Durante algum tempo após o desembarque, Ryuji esperou sentir
o mundo vacilar precariamente sob os seus pés e contudo, hoje mais
do que nunca no passado, sentia-se comodamente neste mundo ancorado e
amável, tal como uma peça dum puzzle encontra o seu lugar no conjunto.
O Marinheiro que Perdeu as Graças do Mar, p.99.
A história d'O Marinheiro que perdeu as graças do Mar (título original: Gogo No-Eiko, 1963) impressiona sobretudo pelo modo como Mishima descreve a terrível proximidade que pode existir entre o amor, a beleza e o mal (o mundo sem sentido, sem "âncora"), construindo uma narrativa em que a felicidade de Fusako e do marinheiro Ryuji está ameaçada, desde o primeiro momento, pelos códigos de um grupo de adolescentes que se orgulha da sua «impiedade ímpar» (p. 55).
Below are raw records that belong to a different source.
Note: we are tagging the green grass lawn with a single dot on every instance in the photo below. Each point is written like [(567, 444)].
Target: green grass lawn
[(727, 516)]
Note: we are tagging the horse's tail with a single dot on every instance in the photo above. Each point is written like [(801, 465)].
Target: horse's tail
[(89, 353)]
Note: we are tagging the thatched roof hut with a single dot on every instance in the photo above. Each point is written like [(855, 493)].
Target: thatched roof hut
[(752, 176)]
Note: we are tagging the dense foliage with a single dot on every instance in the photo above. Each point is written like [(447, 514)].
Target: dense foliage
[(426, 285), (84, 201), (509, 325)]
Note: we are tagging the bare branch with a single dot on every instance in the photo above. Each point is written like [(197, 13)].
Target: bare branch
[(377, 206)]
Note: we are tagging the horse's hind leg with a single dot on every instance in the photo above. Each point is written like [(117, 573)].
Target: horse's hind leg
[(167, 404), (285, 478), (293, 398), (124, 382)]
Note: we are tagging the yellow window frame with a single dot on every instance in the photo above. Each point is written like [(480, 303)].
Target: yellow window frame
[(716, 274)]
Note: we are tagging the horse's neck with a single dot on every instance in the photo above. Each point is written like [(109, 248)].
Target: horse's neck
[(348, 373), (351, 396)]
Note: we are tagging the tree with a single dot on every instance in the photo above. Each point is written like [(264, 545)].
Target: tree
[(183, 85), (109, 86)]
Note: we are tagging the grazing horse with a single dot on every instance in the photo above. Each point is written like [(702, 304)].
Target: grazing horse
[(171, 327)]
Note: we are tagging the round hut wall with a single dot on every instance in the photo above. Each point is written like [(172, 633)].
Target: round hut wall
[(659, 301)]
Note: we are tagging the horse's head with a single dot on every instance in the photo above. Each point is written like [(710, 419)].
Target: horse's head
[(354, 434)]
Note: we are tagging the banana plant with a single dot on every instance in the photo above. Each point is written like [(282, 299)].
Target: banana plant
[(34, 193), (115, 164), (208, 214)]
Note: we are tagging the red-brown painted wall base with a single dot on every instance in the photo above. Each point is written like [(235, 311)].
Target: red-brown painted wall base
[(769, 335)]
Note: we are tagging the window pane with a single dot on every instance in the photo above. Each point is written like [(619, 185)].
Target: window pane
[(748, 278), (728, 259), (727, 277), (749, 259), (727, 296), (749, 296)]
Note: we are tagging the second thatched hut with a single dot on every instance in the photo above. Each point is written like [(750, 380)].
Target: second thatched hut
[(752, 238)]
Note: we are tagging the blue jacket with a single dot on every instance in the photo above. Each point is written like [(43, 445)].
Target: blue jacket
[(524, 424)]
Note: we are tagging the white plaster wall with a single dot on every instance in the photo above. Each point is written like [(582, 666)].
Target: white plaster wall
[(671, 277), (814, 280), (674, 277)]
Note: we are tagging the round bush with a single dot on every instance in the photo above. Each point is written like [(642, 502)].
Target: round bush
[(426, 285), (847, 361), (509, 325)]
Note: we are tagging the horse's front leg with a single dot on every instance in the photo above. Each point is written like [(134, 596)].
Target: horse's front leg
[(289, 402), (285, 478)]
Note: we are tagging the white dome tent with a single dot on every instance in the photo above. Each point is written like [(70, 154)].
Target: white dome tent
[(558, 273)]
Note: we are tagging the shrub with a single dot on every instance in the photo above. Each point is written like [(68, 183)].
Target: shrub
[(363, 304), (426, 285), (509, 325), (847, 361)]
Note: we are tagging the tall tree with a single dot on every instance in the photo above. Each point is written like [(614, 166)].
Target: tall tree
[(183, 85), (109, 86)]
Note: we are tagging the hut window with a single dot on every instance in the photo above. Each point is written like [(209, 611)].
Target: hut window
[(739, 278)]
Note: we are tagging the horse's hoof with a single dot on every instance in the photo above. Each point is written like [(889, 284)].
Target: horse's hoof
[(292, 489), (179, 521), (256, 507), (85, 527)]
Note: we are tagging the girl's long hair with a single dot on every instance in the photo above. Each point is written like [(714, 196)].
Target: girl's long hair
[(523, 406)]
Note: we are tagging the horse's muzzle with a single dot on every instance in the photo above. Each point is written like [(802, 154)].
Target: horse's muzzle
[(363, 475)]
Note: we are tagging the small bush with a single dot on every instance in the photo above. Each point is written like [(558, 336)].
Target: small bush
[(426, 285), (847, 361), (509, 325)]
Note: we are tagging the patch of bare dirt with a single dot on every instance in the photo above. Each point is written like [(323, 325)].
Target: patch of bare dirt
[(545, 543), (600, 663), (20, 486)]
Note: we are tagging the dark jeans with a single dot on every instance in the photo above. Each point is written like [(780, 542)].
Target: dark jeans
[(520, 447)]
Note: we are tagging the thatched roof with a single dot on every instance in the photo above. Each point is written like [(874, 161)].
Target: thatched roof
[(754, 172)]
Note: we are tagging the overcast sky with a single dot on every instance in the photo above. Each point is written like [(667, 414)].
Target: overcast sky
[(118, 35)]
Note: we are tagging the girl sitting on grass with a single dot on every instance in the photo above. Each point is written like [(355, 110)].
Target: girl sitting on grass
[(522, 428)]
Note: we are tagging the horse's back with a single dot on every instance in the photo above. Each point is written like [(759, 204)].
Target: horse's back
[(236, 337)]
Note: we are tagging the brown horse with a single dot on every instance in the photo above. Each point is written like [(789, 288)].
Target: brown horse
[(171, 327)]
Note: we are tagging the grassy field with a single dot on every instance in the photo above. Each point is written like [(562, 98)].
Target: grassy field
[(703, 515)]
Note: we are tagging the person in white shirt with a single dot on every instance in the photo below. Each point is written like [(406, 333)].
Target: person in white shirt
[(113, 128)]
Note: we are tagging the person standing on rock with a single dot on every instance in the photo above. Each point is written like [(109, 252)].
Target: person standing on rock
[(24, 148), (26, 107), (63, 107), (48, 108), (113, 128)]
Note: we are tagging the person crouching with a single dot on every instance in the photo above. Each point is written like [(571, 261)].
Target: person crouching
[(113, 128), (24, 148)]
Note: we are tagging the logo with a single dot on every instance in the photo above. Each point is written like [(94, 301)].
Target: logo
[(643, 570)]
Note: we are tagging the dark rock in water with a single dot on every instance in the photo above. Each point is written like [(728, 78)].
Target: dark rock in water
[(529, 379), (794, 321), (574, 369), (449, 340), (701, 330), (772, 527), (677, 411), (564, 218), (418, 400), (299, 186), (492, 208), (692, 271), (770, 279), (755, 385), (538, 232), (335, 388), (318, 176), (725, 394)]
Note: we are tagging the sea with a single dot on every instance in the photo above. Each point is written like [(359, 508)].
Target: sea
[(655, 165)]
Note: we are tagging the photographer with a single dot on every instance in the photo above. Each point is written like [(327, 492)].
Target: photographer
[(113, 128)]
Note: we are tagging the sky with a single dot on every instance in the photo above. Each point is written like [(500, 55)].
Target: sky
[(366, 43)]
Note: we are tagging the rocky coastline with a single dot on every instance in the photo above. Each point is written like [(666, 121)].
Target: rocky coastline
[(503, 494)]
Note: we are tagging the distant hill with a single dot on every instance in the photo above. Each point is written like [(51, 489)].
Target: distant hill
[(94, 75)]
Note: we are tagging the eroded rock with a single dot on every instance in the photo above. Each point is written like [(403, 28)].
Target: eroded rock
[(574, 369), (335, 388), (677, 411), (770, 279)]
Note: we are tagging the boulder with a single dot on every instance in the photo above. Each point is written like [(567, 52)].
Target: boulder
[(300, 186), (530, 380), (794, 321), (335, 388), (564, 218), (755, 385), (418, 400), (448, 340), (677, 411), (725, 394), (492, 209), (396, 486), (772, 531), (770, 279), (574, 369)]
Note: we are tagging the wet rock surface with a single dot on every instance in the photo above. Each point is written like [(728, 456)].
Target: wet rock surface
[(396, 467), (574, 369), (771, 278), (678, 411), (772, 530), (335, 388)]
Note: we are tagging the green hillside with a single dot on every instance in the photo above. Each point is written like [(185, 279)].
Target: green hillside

Na verdade, Mishima apresenta um combate entre o amor («Foi o mar que me fez começar a pensar no amor, mais do que noutra coisa; quero dizer, num amor por que valha a pena morrer, num amor que consuma uma pessoa», p. 44) e um idealismo que pretende, em nome de uma apologia do caos ou do «tremendo vazio do mundo» (p. 57), desafiar todos os limites que a sociedade impõe.
O sacrifício de Ryuji é a condenação do amor, de tudo o que representa uma segurança: uma «âncora». No fundo, ir ao encontro do amor significou, para o marinheiro, abdicar da perigosa oscilação das ondas e voltar a estabelecer uma ligação («Fusako olhou para a proa. A prancha tinha sido levantada; a última ligação entre o navio e a terra tinha sido cortada.». p. 92). Assim, é como se Mishima mostrasse que o grande perigo não é viver, como pensa o Chefe do grupo; o grande perigo que transformará a glória de Ryuji «numa coisa amarga» é um amor capaz de desafiar o caos absoluto. Afinal, a âncora do boné de Ryuji assemelhava-se a uma lágrima.
Referência das páginas: Yukio Mishima. O Marinheiro que Perdeu as Graças do Mar. Lisboa: Assírio & Alvim, Setembro de 2008 (3.ª ed.). Tradução de Carlos Leite a partir de tradução inglesa.